Andrew Patrick: Critical Communal Choices at the End of the Ottoman Empire

At the end of the Ottoman Empire, many community leaders and individuals within those communities were faced with “critical choices” that often determined the fate of themselves and the particular community to which they belonged.[1] Having witnessed what had transpired in the chaos of World War I, people realized that making the wrong choices could harm their standing at best, or destroy their communities at worst. The deportation and subsequent elimination of many Armenian and other communities during the war served as distressing evidence of this. In making these choices, people had to weigh past loyalties with new realities, and the apparent situation at present with what might come to pass in the future. The summer of 1919 in Greater Syria was a moment of many critical choices for the people of the region. With the arrival of the King-Crane Commission (a group of Americans sent by the Paris Peace Conference to learn the political desires of the inhabitants of the Ottoman lands), individuals and groups in Greater Syria had to decide what political stance they would take before this group. The issues on which they were forced to form opinions included whether the Arabic speaking Ottoman lands should form one new country or several, whether or not they would ask for independence or help from a mandatory power for whatever new political entity they were advocating, and whether or not Zionism should move forward in any form. In sum, the charged political atmosphere of Greater Syria was a political minefield for its inhabitants at this moment.

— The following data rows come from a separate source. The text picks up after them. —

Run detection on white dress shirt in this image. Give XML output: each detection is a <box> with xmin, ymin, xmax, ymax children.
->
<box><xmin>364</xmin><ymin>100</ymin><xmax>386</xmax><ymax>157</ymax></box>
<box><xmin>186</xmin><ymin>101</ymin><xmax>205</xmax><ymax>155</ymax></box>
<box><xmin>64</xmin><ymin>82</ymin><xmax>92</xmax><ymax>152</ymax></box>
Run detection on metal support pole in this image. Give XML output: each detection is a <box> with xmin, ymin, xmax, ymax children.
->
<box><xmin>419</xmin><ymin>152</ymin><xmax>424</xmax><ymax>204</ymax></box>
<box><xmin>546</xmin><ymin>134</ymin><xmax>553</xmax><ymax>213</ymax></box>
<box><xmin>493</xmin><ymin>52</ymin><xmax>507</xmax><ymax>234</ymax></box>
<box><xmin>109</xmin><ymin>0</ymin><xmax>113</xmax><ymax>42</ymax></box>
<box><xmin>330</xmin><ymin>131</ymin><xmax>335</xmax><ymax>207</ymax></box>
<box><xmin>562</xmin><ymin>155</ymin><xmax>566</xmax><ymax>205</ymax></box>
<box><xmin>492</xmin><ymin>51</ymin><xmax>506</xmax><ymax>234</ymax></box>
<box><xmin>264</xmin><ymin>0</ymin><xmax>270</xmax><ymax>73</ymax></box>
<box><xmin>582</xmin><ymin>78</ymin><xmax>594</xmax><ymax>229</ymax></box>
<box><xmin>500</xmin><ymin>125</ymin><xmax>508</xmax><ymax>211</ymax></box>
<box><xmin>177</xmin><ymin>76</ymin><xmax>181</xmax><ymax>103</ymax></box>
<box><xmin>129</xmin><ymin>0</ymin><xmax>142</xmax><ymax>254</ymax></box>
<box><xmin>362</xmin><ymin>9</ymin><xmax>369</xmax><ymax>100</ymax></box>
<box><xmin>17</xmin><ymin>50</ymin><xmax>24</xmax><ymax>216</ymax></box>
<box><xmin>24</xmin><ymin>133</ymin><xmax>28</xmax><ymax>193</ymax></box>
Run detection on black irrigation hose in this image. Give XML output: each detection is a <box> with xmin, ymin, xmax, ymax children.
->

Palestine was the first place in which the King-Crane Commission saw petitioners in Greater Syria and it was full of individuals and communities having to make such critical choices. There were many people trying to influence these decisions, with one of the most active groups being operatives from the British-backed government of the Hashemite Prince Amir Faysal in Damascus. These operatives were combing the cities of Palestine and trying to convince the elites of the region to ask the Commission for the independence of a united Greater Syria under the Hashemite Prince Amir Faysal (with British assistance) and also to argue vehemently against the implementation of Zionism in any form. The vast majority of Muslim and Christian elites did agree to make statements along these general lines, with two significant modifications: they mainly requested complete independence without British assistance and did not ask for Faysal to be their leader because, according to one Muslim delegation in Jerusalem, they knew little about him and had no “private relations with him.”[2] Despite having much material power in the region, both Faysal and the British held little sway in the political atmosphere of 1919 Palestine.

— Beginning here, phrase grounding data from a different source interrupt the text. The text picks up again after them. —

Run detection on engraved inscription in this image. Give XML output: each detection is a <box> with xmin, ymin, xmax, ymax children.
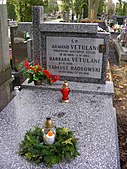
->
<box><xmin>46</xmin><ymin>37</ymin><xmax>104</xmax><ymax>79</ymax></box>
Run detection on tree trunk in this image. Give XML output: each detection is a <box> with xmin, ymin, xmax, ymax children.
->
<box><xmin>88</xmin><ymin>0</ymin><xmax>99</xmax><ymax>19</ymax></box>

Two intriguing exceptions to the generally overwhelming testimony along these lines came in the form of petitions from two small villages. Like Faysal, the Zionists had sent a number of agents to parts of Greater Syria in hopes of attaining the backing of non-Jewish populations (especially those who had gained some benefit from the Zionist colonies) and managed to get two petitions of support which were immediately sent to the King-Crane Commission. One such petition, from the mukhtar (leader) of a small village near Haifa (though possibly written by a Zionist agent), stated that “we declare that there is no reason to forbid to the Jews the immigration into Palestine, especially if we take into consideration the benefits the art of agriculture and our estates will draw from their presence”.[3] Another “Sheikh” from the village of Qatra (‘Katrah’, petition shown above) wrote to the Commission that they had “learned from the colonists of the Jewish Katrah many things which improved our life, economically, personally and socially”, though the petition did not specifically mention support for Jewish immigration.[4] Though no evidence exists about the decision making processes of these men, it is likely that they chose to dissent from the prevailing political project of their neighbors in Palestine (independence/unity/anti-Zionism) because local conditions, in these two cases, appear to have trumped all other considerations. More specifically, the Zionist colonies aided the economies of their respective communities and they were likely afraid of losing these benefits. The critical nature of the choices made by these two community leaders was emphasized by articles in the Damascus press which had heard that there were some pro-Zionist petitions from Arabs and chastised those had supported Zionism in nationalistic terms, claiming “The curse of God and the Arab people fell upon the heads of these men, – betrayers of their people and their birthplace.”[5] The consequences of these decisions on the communities involved is one that requires more research but one thing remains certain about the summer of 1919 in Greater Syria: political decisions were made that shaped communal futures and altered the region’s political balance in crucial ways.

[1] The term “critical choices’ is borrowed from Ryan Gingeras, Sorrowful Shores: Violence, Ethnicity, and the End of the Ottoman Empire, 1912-1923 (Oxford: Oxford University Press, 2009), p. 108.

[2] Jerusalem, Israel, Central Zionist Archives, L4/794, ‘Reception of the Moslem Delegation by the American Section of the Inter-Allied Delegation for Mandates in Turkey’, 16 June 1919. Hereafter known as CZA.

[3] CZA, L3/340, ‘Petition of the Moukhtar of Makd Mina’, 29 June 1919.

[4] CZA, L3/340, Petition from the Sheik of Katrah, ‘June 1919’.

[5] CZA, L4/794, document entitled ‘I. Report on Journey through Syria’, pp. 1-10.